In 1999, Arthur Daniels Midland/Kao released a cooking oil by the name of Enova. Theoretically, due to different methods of metabolism less of the oil would be stored as fat compared to traditional cooking oils. Popularity was established immediately in Japan, but the U.S. hasn’t caught on to nearly the same extent.
The question is, does it work? Do any legitimate benefits exist with regards to body composition, blood lipids, and the anti-obesity hormonal framework? Can it help us to lose body fat and improve overall health at the same time?
We’re going to look at the research and find out.
First off, this basic overview of dietary fat metabolism will allow for a greater understanding of what the research is looking at. Taken from Kao Corp’s R&D page:
Fats ingested from food undergo digestive decomposition in the small intestine by fat-decomposing enzymes known as lipases. Fats are converted principally to 2-monoacylglycerol (2-MAG) and fatty acids and are absorbed into the surface of the small intestines. After absorption, those materials are resynthesized to triacylglycerol (TAG) in small intestinal epithelial cells and form lipoprotein particles termed chylomicron. When chylomicron passes through the lymph ducts and enters the blood, it is decomposed by lipoprotein lipases (LPL) present in capillary vessels of adipose tissue and other tissues. Fatty acids thus generated are incorporated in muscle and adipose tissue. Partially decomposed lipoprotein particles that remain are termed remnants. These remnants are absorbed primarily by the liver and metabolized.
When foods containing fat are ingested, the level of serum triacylglycerol rises temporarily. Recently, a symptom of sustained elevation of postprandial serum triacylglycerol has been reported and is termed "postprandial hyperlipidemia". An emerging relationship has also been shown between the onset and progression of arteriosclerotic lesions and the elevation of remnant lipoproteins levels in the blood. Those remnant lipoproteins are intermediate metabolites created by metabolization of lipoproteins abundant in triacylglycerol.
Let’s take a look at some of the more recent studies; each one will be followed by my comments.
Study #1
Suppressive effects of diacylglycerol oil on postprandial hyperlipidemia in insulin resistance and glucose intolerance.

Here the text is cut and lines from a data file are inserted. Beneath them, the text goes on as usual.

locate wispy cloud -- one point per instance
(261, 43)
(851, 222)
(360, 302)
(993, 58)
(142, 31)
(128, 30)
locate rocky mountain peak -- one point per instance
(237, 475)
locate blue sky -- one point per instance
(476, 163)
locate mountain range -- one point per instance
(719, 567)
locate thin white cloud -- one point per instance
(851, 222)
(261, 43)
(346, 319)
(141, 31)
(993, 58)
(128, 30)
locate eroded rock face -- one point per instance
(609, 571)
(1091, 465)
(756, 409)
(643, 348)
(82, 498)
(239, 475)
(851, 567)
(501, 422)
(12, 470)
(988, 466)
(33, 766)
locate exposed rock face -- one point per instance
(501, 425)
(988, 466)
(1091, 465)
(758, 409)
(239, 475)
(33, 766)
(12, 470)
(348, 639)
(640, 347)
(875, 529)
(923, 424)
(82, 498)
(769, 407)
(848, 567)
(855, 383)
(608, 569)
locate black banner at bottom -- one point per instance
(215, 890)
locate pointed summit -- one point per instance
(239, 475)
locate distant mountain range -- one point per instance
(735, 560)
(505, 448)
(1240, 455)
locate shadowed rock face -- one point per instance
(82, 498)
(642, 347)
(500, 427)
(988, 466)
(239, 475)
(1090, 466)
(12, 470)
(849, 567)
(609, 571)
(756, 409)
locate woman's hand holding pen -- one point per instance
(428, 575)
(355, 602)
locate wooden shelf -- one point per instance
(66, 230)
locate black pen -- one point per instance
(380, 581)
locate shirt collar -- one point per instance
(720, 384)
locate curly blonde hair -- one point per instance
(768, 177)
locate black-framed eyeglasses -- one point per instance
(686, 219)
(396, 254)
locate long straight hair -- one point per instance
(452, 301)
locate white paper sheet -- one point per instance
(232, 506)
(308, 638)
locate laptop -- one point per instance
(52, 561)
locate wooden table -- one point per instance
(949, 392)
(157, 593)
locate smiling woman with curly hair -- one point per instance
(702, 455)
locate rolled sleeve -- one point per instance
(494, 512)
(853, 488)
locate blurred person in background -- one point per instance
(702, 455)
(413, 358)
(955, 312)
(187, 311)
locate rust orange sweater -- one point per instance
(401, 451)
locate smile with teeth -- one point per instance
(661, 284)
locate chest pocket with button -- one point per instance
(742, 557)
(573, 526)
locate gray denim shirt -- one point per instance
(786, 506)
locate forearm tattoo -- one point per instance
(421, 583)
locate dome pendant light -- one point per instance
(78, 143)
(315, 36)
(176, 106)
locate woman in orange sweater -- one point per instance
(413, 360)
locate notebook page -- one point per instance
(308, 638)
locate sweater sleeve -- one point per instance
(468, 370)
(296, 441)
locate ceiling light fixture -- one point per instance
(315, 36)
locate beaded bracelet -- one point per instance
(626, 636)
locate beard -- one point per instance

The diacylglycerol (DAG), a commonly used as a cooking oil in Japan, results in a lower elevation of serum triglyceride (TG) after ingestion compared to triacylglycerol (TAG). Postprandial hyperlipidemia (PPHL) and an increase in remnant lipoproteins (RLP) levels are risk factors for CAD, and a close relationship between PPHL and type 2 diabetes and/or insulin resistance has been reported. To evaluate the effect of DAG on PPHL in insulin resistance and glucose intolerance, 11 subjects with a normal glucose tolerance (NGT) and 14 subjects with IGT received oral fat tolerance test (OFTT) twice. They ingested emulsified test oils prepared with either DAG or TAG. In the IGT subjects, after the DAG and TAG load, the serum concentrations of TG, RLP-TG, and RLP-cholesterol increased throughout the 4-h study. The responses of these variables above baseline after the DAG load were significantly smaller than those after the TAG load (p<0.05). In contrast, in the NGT subjects, changes in these parameters were much smaller than those observed for IGT subjects. The difference in the integrated responses for serum RLP-cholesterol concentration during OFTT between DAG and TAG in all subjects can be easily explained by the integrated response of insulin rather than glucose during oral glucose tolerance test (r=0.7, p<0.01). DAG was more effective in insulin resistant and hyperinsulinemic participants regardless of glucose intolerance, and may be beneficial in reducing the extent of CAD risk in such individuals.
PMID: 17125771 [PubMed - as supplied by publisher]
My comments:
Controlling postprandial hyperlipidemia is a very good thing for diabetics and those trying to lose body fat. Thumbs up on that.